Tempus Fugit est le titre d’un double épisode emblématique de la série phare des années 90, X-Files, Aux frontières du réel . L’épisode démarre sur la mystérieuse disparition d’un avion de ligne. Il plonge Mulder, le soucoupiste convaincu et Scully, la sceptique dans une machination où comme toujours, la vérité est ailleurs.

Pour Julio, Tempus Fugit  prend la forme d’une exposition collective déplacée dans le temps. Annulée puis seulement reportée pour cause de pandémie mondiale, elle présente un scénario digne de l’emblématique série télévisée. Elle a dû s’extraire de la nappe de temps disparu, pour revenir au réel, réapparaître, se réincarner. Comme des centaines de millions de terriens, les artistes ont été confinés. Certains ont pu profiter de cet isolement pour créer. Les autres n’ont pas eu accès à leur atelier, leur matériel. La proposition initiale a donc été réinventée.

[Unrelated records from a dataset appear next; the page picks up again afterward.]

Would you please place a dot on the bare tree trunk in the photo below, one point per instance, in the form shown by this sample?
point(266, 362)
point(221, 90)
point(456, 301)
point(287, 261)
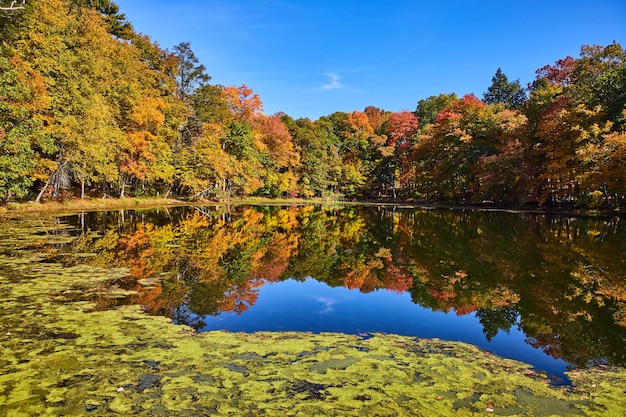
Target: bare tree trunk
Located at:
point(43, 189)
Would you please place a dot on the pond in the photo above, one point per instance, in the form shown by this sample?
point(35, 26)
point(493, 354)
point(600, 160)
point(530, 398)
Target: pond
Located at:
point(548, 290)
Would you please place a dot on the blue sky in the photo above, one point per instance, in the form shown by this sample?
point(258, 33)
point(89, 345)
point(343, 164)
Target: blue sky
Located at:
point(312, 58)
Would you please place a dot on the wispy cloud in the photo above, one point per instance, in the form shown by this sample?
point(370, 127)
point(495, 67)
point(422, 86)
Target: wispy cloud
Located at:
point(333, 82)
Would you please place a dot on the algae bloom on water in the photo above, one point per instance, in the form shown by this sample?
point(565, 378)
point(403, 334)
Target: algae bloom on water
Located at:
point(62, 357)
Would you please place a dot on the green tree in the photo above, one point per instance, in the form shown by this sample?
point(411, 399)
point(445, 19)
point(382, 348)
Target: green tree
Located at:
point(511, 94)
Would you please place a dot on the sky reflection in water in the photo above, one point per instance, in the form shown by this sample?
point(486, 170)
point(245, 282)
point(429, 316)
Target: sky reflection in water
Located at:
point(312, 306)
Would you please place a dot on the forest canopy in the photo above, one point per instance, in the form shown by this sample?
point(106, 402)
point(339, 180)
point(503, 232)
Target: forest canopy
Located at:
point(90, 107)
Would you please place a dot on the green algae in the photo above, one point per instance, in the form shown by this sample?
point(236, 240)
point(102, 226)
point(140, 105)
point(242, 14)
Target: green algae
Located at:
point(61, 357)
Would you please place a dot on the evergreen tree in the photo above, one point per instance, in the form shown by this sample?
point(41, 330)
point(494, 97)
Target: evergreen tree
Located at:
point(511, 94)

L’ exposition a pour origine une conversation autour de nos passions ufologiques, avec Fredi Casco. Dans sa série Lo que Brilla , l’artiste paraguayen a utilisé un ensemble d’ archives annotées en idéogrammes Varkulets, un mystérieux langage découvert dans des lettres au milieu des années 60. L’idée a surgi d’inviter des artistes qui dans leur imaginaire convoquent d’autres mondes, par le choix des thèmes ou au travers des procédés techniques. Cette exposition joue en décalage du format habituel des # Assemblages, présentant un plus grand nombre d’œuvres d’une sélection d’artistes de tous âges et de tous horizons.

Certaines pièces font directement référence au sujet extraterrestre. D’autres fonctionnent par analogie ou sont redéfinies contextuellement. Elles sont produites dans tous les médiums : la vidéo chez Sandro Berroy et Seunghyun Park qui présente un ensemble d’artefacts motorisés, le son dans la pièce de Julien Nédélec, Rencontres qui reprend des témoignages de rencontres de troisième type en s’approchant de la poésie minimaliste. Plusieurs volumes jonchent l’espace de Julio ARS, la météorite en bronze de David Renaud contraste avec le caractère aérien de la plante de Maria Ibanez Lago, inspirée du roman fantastique d’Aldiss Le monde vert. Sur leurs pattes d’acier, les êtres en porcelaine d’Anne Balthazard semblent engager une tentative de communication. J’ai collaboré avec Axel Bertone pour restaurer un fragment d’une civilisation lointaine et disparue dans une pièce intitulée Antinéa.

Le dessin, souvent représenté à Julio, est investi très différemment chez Anne Colomes dans l’hallucinant paysage Mandarin Pie and Full Moon et chez France Bizot qui détourne le livre de Robert Destez, Le cou tordu. Les collages de Julien Lagendorff convoquent les mystères de l’univers. « Sommes-nous seuls ? » est le problème existentiel posé par la photographie Cerro Uritorco de Constanza Piaggio, la montagne argentine célèbre en tant que lieu d’observation de phénomènes extraterrestres. Léo Berne dissémine dans l’espace d’exposition des tranches autobiographiques de vie humaine, petits tirages issus de sa série For the Aliens. Si la plupart des pièces ont une dimension narrative, plus ou moins explicite, les peintures de Fredéric Prat privilégient l’apparition de signes et nous confrontent à notre perception des événements. Le phénomène opère également dans Charade, la pièce de Jérôme Alavena  composée comme une énigme qui se révèle par strates et de manière parcimonieuse.

L’anthropologue Pierre Lagrange émet l’hypothèse que nous sommes peut-être déjà en contact avec d’autres formes de vies que nous ne pouvons appréhender. Elles seraient si étranges qu’elles seraient inaccessibles à notre intellect. Il ouvre ainsi un champs de réflexion métaphysique et réjouissant que les artistes de l’exposition ont pu s’approprier. Par la diversité de leurs  propositions, l’espace condensé de Julio agit comme un serveur vers des univers autres, vers des possibles à réinventer. Les œuvres des artistes, qu’elles soient savantes, picturales, décalées ou humoristiques, sont autant d’opportunités d’un nouvel enchantement du monde.